Es gehe ihm eben vor allem um die „hard working people“ aus dem Mittelstand, betont Biden an diesem Nachmittag – und die würden weniger Billigwaren aus China als Jobs in Pennsylvania, New Jersey oder Minnesota benötigen. Eine Rhetorik, die auch vom Kampf um die Stimmen aus der sozial schwächeren Wählerschaft kündet. Den „blue collar workers“ hat die neue US-Politik so auch einiges zu bieten. Seit 2021 wurden 800.000 neue Stellen in Fabriken geschaffen – meist Arbeitsplätze, die keinen Highschool-Abschluss verlangen. Und der fehlt 70 Prozent aller Amerikanerinnen und Amerikaner.
Viele Maßnahmen werden allerdings erst in der nächsten Amtszeit des Präsidenten ihre volle Kraft entfalten, so Wissenschaftler Krahé. Und um beurteilen zu können, ob die Gesetze nachhaltig wirken, müsse man mindestens einen Investitionszyklus der Unternehmen abwarten. Erst nach vier Jahren wisse man, ob die Bidenomics die Vereinigten Staaten so nachhaltig verändern werden wie vor 90 Jahren der New Deal des legendären Präsidenten Franklin D. Roosevelt. Doch schon Anfang 2025 könnte die Ära Biden wieder ein Ende finden, wenn die Menschen ihn zuvor Ende kommenden Jahres abwählen.
Aber selbst wenn Trump es tatsächlich noch einmal ins Präsidentenamt schaffen würde, hält es Experte Krahé für unwahrscheinlich, dass die Republikaner alle großen Programme Bidens zurückdrehen könnten. Denn die Programme seien „keine klassische Klientelpolitik seitens der Demokraten“, also beispielsweise nicht auf afroamerikanische Minderheiten und deren typische Wohn- und Arbeitsregionen in und um Metropolen konzentriert. Hohe Subventionen für Investitionen würden derzeit vielmehr gerade in jene strukturschwachen Regionen fließen, die überwiegend republikanisch wählen. Das bestätigen neue Zahlen zum Bruttoinlandsprodukt (BIP), die das U.S. Bureau of Economic Analysis veröffentlicht hat.

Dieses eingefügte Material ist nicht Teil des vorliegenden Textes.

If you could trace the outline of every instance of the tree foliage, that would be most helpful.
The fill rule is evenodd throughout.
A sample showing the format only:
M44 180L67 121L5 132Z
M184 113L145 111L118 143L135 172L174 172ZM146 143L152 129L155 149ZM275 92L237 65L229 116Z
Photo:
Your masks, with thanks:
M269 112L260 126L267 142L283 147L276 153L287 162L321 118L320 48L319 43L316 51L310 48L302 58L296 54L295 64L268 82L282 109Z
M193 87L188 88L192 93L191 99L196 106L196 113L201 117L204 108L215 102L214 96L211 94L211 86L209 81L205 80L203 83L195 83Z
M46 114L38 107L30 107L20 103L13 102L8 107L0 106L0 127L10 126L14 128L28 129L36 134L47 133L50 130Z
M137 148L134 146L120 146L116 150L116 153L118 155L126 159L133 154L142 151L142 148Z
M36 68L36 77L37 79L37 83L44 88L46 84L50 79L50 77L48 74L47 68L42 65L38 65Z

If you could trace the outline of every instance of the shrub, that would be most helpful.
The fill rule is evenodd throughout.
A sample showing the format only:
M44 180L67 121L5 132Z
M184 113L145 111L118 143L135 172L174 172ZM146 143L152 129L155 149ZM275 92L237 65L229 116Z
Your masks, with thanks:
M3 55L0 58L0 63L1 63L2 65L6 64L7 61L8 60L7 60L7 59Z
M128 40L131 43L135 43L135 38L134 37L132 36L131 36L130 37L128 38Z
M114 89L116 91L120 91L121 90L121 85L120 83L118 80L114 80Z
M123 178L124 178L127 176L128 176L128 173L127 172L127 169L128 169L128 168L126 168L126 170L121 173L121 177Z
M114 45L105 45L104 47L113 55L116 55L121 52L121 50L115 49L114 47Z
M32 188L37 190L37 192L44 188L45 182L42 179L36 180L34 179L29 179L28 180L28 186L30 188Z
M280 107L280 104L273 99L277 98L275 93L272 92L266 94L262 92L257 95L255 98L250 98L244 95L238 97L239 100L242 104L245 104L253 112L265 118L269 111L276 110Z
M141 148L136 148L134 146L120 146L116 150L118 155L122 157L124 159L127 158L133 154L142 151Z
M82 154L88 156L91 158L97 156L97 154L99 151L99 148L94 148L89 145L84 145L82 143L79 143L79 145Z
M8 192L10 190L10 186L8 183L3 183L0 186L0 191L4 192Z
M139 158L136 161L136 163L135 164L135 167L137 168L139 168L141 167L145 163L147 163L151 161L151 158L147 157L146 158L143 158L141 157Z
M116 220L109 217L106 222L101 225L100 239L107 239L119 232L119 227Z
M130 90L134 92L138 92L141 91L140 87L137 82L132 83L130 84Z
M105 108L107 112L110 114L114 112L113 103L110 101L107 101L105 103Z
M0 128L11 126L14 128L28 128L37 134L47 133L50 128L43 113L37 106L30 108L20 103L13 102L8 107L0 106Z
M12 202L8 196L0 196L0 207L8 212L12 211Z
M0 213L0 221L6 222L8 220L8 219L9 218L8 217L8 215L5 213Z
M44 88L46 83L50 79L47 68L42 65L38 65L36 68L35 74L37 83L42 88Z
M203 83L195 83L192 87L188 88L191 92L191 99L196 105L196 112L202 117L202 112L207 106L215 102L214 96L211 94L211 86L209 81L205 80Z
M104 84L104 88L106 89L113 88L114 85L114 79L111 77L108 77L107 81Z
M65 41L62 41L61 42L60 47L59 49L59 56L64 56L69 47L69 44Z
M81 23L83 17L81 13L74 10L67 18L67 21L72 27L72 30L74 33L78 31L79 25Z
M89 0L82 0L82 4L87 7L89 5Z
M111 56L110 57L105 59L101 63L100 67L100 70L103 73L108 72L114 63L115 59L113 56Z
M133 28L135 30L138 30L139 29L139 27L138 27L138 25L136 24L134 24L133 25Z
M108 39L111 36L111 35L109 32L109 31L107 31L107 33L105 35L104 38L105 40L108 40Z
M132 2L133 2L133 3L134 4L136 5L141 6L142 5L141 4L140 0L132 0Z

Das BIP stieg demnach „im ersten Quartal 2023 in allen 50 Bundesstaaten und dem District of Columbia, wobei die prozentuale Veränderung des realen BIP von 12,4 Prozent in North Dakota am höchsten war“. In der dortigen Hauptstadt Bismarck haben die Republikaner alle wichtigen politischen Ämter inne.
Auch an anderen langjährigen Fronten sind die früher für Freihandel und Globalisierung schwärmenden Republikaner inzwischen mit Biden auf einer Linie: Neben harter China-Politik und „Made in USA“ sind die Konservativen vor allem seit der Präsidentschaft Trumps beispielsweise auch für stärkere Regulierungen der großen Tech-Konzerne zu haben. Vorerst schadet die kritischere Betrachtung deren Kursen aber nicht – im Gegenteil: Durch die Einschränkungen für chinesische Tech-Riesen wie TikTok oder Huawei haben US-Konzerne ein noch besseres Umfeld im Lande. Zudem sind sie auch bei den neuen technologischen Entwicklungen wie KI oder Cloud-Computing weltweit führend. Die Kurse von Alphabet, Amazon, Meta oder Microsoft haben darum seit Jahresanfang deutlich zugelegt. Das Wachstum war sogar so überproportional, dass die Technologie-Börse Nasdaq ihre Regeln für die Tech-Riesen geändert hat, um sie im Index niedriger zu gewichten.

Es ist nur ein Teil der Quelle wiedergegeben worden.